Hay muchos rasgos o hábitos masculinos que enamoran a las mujeres, pero también tantos otros que consiguen sacarnos de quicio, crearnos quebraderos de cabeza y hacer que les restemos puntos a nuestros chicos. Estos son algunos de los más irritantes:
Físico descuidado. Un cuerpo perfecto de gimnasio no es suficiente para enamorarnos, pero tampoco los hombres dejados. El pelo sucio, las uñas mordidas, la falta de higiene… Y mucho menos que les parezca divertido eructar o lanzar ventosidades en público.
Egocéntricos. El “Yo, yo, yo…”, los hombres que hablan “para ti” en lugar de “contigo”. Los narcisos que monopolizan la conversación, a solas o en grupo (para engatusar a las mujeres o demostrar lo mucho que saben sobre todo). ¡Y luego dicen que los hombres no hablan!
Fanfarrones. Que se den aires de grandeza por cualquier cosa que hacen, que inflen sus méritos ante el auditorio o se crean superiores a los demás por tener un puesto de responsabilidad o una abultada lista de conocimientos.
Mentirosos. Aunque todos tenemos tentaciones, uno de los rasgos masculinos más dañinos es la tendencia que muchos tienen de negar la evidencia cuando tienen una aventura o están interesados en otra mujer. También, que sean incapaces de expresar los verdaderos motivos por los que rompen contigo.

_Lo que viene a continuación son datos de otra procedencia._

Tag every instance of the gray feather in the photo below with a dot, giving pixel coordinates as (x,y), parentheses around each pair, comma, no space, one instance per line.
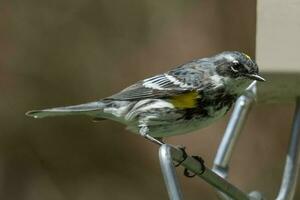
(86,109)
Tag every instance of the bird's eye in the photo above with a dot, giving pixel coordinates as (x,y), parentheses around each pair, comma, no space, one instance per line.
(235,67)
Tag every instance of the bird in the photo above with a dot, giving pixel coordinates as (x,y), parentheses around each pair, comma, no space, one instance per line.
(188,97)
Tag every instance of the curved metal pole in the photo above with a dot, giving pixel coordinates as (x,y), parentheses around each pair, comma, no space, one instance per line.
(292,164)
(169,174)
(168,153)
(233,130)
(231,135)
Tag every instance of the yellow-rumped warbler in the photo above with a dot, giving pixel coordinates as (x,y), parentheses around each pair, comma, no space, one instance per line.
(181,100)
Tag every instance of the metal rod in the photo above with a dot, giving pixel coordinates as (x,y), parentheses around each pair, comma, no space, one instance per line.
(233,130)
(292,164)
(169,153)
(231,135)
(169,173)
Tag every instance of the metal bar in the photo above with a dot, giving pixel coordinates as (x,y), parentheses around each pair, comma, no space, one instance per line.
(292,164)
(169,173)
(233,130)
(169,153)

Que te solucionen la vida. Nada más molesto que un hombre que te diga “A ti lo que te pasa es…”, menosprecie tus preocupaciones o te dé una lista de soluciones a tus problemas cuando se los cuentas porque quieres desahogarte, compartir la información o recibir su apoyo.
Que sean machistas y celosos. Nos gustan los hombres protectores, pero no los que se creen que eres de su propiedad o que fruncen el ceño ante nuestras amistades masculinas, la ropa que llevamos o lo que nos gusta hacer. El paternalismo no es sexy.
Cobardes. Los hombres que no afrontan los problemas ni la responsabilidad de sus actos. Los que miran a otro lado ante la menor dificultad o se comportan como adolescentes, tratando de caer bien a todo el mundo evitando los conflictos. Peor aún si en plena madurez siguen siendo "los niños de mamá" y corren a su regazo cuando tú te transformas en "la bruja".
Soberbios. No nos gusta que sean incapaces de pedir ayuda, recibir consejo o indicaciones cuando se pierden o no saben cómo hacer algo, convencidos de que los demás pensarán que son menos hombres por dejarse ayudar.
Encerrados en sí mismos. Hombres y mujeres somos diferentes en este aspecto y es importante tenerlo en cuenta, pero ellos pueden llegar a sacarnos de quicio cuando una y otra vez no hablan de lo que les pasa y se empeñan en encerrarse en su burbuja o sentarse en el sofá a evadirse con la televisión.
Vagos. Que se escapen cuando toca ayudar en casa o se limiten a quejarse de su mala suerte en el bar si se han quedado en paro, en lugar de encontrar un trabajo o hacer algo útil.